Left: Marina Bay Sands construction yard taken on April 18 2009. Right: Marina Bay Sands Hotel at Night, 6 January 2019 (Image on right by RoBird/Shutterstock)

Hashtags and challenges have become part of internet culture – spanning across most, if not all, social media platforms. The latest trend on the Internet of Things is of course the #10yearchallenge where people share on social media two photos of themselves side by side, taken 10 years apart.

It started right around the New Year and picked up traction fairly quickly. I joined in on the fun too. After all, nostalgia is a powerful force. And besides, there’s no harm in posting another selfie, right?

Well, author and Associate Professor at UC Berkely, Kate O’Neill had a different perspective on the seemingly nonthreatening trend. After reading this, you might want to rethink joining in the fun of the #10yearchallenge.

In a series of tweet, Ms O’Neill shared a rather ominous possibility of how the #10yearchallenge provides a ripe data mining opportunity to tech companies who could use the photo comparisons to train facial recognition algorithms on age progression and age recognition.

The original tweet garnered a lot of attention. People were either deeply disturbed by this revelation or were rather nonchalant about it. Those who were unfazed cited the fact that these photos already exist online, so it’s not like the challenge adds any extra data.

Ms O’Neill contends that just putting those two photos together – one from 10 years ago, and one current – already streamlines the data. The challenge essential provides a broad data set of photos taken a fixed number of years apart. It’s much more reliable than simply extracting data from photos posted in the past, which tend not to be chronological.

So in essence, this data provided here is actually very, very helpful if you want to train a facial recognition algorithm on age-related characteristics.

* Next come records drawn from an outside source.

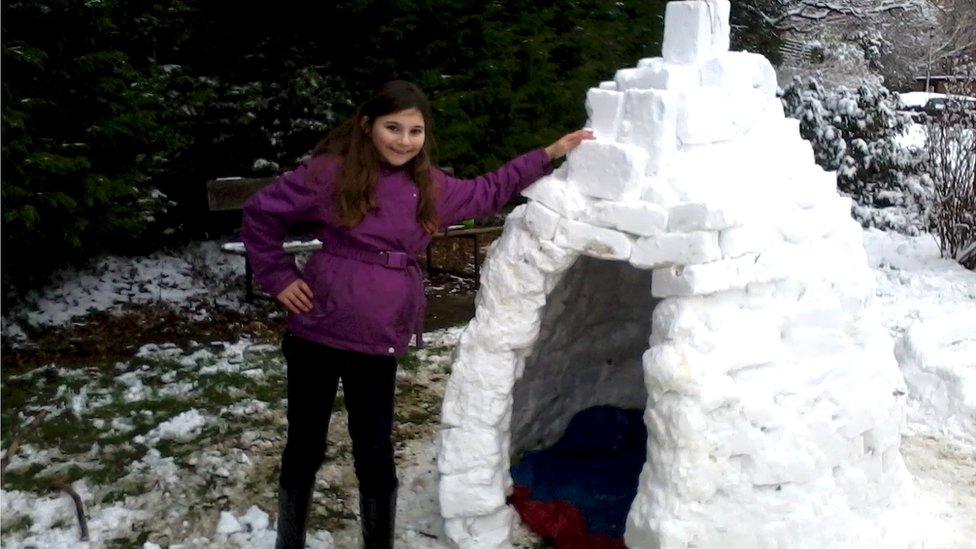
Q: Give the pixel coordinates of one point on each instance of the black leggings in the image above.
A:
(368, 383)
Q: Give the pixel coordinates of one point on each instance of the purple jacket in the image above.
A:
(358, 305)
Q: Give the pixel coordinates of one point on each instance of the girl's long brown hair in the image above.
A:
(355, 195)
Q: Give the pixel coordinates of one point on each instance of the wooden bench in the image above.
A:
(473, 234)
(230, 193)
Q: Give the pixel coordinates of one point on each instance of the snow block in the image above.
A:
(740, 70)
(737, 241)
(640, 218)
(707, 278)
(607, 170)
(695, 30)
(655, 74)
(540, 220)
(476, 492)
(592, 241)
(558, 195)
(699, 217)
(650, 122)
(464, 449)
(706, 115)
(659, 190)
(675, 249)
(604, 109)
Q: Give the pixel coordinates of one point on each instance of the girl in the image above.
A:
(374, 196)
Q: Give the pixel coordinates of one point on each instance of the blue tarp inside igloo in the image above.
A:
(594, 467)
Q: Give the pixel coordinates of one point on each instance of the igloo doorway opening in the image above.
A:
(594, 330)
(586, 369)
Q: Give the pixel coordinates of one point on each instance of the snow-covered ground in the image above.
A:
(179, 446)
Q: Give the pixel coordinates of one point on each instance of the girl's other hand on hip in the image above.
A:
(297, 297)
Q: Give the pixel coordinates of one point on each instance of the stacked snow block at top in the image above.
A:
(697, 93)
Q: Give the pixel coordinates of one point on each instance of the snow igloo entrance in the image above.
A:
(586, 368)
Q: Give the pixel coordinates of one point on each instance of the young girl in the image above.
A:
(375, 198)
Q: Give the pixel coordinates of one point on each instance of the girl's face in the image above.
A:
(399, 136)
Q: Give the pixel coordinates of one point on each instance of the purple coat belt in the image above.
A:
(367, 287)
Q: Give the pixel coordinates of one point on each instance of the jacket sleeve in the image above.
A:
(461, 199)
(292, 198)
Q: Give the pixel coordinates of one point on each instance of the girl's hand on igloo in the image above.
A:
(567, 143)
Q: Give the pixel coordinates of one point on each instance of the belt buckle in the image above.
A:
(396, 260)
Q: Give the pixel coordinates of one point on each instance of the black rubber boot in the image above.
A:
(292, 516)
(377, 515)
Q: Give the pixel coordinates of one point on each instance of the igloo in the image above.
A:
(692, 261)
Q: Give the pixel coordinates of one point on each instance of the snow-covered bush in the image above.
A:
(855, 133)
(952, 165)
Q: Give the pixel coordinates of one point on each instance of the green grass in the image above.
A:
(20, 524)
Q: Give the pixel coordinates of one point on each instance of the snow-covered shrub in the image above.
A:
(855, 133)
(952, 165)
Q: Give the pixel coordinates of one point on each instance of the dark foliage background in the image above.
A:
(115, 113)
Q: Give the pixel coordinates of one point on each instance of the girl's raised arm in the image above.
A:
(295, 197)
(463, 199)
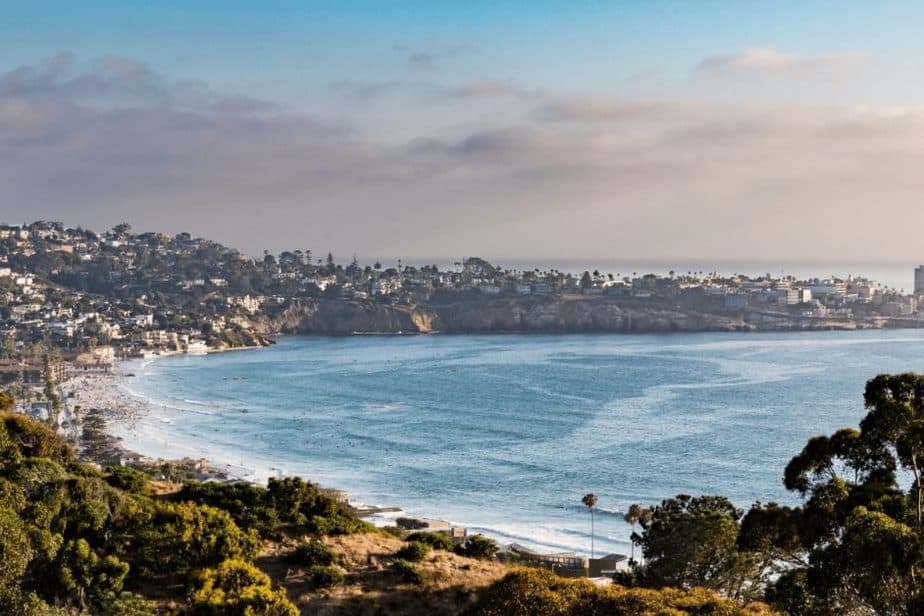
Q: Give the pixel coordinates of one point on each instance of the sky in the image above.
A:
(654, 130)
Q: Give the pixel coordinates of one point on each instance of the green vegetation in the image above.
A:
(311, 553)
(536, 592)
(74, 540)
(408, 571)
(324, 576)
(855, 545)
(128, 479)
(285, 505)
(236, 587)
(437, 541)
(478, 546)
(77, 541)
(590, 501)
(413, 551)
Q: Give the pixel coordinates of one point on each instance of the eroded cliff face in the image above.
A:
(340, 317)
(574, 315)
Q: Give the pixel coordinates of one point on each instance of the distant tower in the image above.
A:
(919, 279)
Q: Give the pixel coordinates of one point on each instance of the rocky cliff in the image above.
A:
(338, 317)
(550, 314)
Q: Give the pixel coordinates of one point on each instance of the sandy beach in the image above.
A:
(126, 425)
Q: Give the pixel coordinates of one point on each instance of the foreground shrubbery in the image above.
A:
(237, 587)
(536, 592)
(289, 504)
(75, 539)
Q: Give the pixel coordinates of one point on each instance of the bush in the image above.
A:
(172, 538)
(413, 551)
(236, 587)
(408, 571)
(437, 541)
(536, 592)
(310, 553)
(338, 524)
(35, 439)
(323, 576)
(478, 546)
(128, 479)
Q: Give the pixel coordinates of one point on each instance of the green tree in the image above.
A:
(590, 501)
(237, 588)
(895, 419)
(635, 514)
(692, 541)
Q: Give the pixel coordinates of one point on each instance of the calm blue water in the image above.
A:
(505, 433)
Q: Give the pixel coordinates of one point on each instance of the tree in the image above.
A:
(692, 541)
(590, 501)
(635, 514)
(237, 587)
(896, 420)
(855, 545)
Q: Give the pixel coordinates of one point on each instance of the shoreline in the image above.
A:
(124, 425)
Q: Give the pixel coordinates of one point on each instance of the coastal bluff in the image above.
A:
(517, 314)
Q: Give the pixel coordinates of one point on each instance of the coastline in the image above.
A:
(140, 425)
(128, 431)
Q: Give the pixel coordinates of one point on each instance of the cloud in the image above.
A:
(583, 177)
(491, 88)
(112, 81)
(768, 61)
(421, 59)
(427, 58)
(615, 110)
(366, 91)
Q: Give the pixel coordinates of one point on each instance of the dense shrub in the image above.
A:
(285, 504)
(323, 576)
(478, 546)
(413, 551)
(173, 538)
(408, 571)
(248, 504)
(128, 479)
(34, 439)
(310, 553)
(437, 541)
(536, 592)
(237, 588)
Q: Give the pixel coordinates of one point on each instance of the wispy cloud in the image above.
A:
(703, 178)
(428, 57)
(492, 88)
(768, 61)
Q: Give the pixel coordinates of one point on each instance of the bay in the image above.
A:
(505, 433)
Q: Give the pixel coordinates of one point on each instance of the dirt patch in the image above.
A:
(449, 583)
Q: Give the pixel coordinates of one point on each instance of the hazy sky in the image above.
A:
(646, 130)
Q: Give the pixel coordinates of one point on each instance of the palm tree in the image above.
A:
(590, 501)
(633, 516)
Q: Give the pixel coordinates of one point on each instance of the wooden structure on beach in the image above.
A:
(566, 564)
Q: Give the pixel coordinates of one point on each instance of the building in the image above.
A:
(919, 279)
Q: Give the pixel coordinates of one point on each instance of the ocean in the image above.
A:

Ms O’Neill goes on to say that the potential of facial recognition technology – a reliable and well-developed one – varies. Elaborating on this in an article on Wired, she posits three uses of the technology.

The first, more benign use, is the implementation of facial recognition in age progression in finding missing children. She highlighted the case in New Delhi last year when the police reportedly tracked down nearly 3,000 missing children in a matter of days with the help of facial recognition technology. And with some of the children having been missing for a while, the age progression aspect really helped.

The other potential of facial recognition is its use in advertising. For example, using age recognition for targeted advertising by using cameras or sensors to adapt the messaging for different age-groups. While this is a less exciting scenario, this could lead to some creepy interactions.

Have you ever talked about buying something and then suddenly see ads to that exactly same thing on every webpage you visit online? Yeah, like that but worse.

Going further, Ms O’Neill suggests that age progression could eventually be factored into insurance assessment and health care. So if you seem to be aging faster than your cohorts, insurance companies might not deem you to be a good insurance risk and charge you a higher premium.

Back in 2016, Amazon has introduced real-time facial recognition services which they sold to law enforcement and government agencies. But that raised privacy concerns as the software enabled authorities to track not just people who have committed crimes but anyone else they deemed a nuisance such as protestors. I’m sure you can see what a slippery slope this can be, especially without proper oversight.

So I don’t know about you, but that certainly worries me. On the one hand, technology will advance whether you join in the #10yearschallenge or not. After all, is it estimated that by 2020 more than half the earth’s population would be connected to the Internet of Things. It’s also getting tougher to live in the modern world and stay disconnected. On the other hand, it seems Facebook now knows me better than I know myself.

Speaking of Facebook, someone suggested that they were the ones behind the #10yearschallenge, socially engineering a meme for the purposes of data mining. However, they’ve denied any involvement in the creation of that trend.

“This is a user-generated meme that went viral on its own,” a Facebook spokesperson responded. “Facebook did not start this trend, and the meme uses photos that already exist on Facebook. Facebook gains nothing from this meme (besides reminding us of the questionable fashion trends of 2009). As a reminder, Facebook users can choose to turn facial recognition on or off at any time.”

Phew.

But regardless of the origin or intent behind this meme, Ms O’Neil asserts that people need to “become savvier about the data we create and share, the access we grant to it, and the implications for its use”.

Because as much as we should hold demand that business treat our data with respect, we should do the same.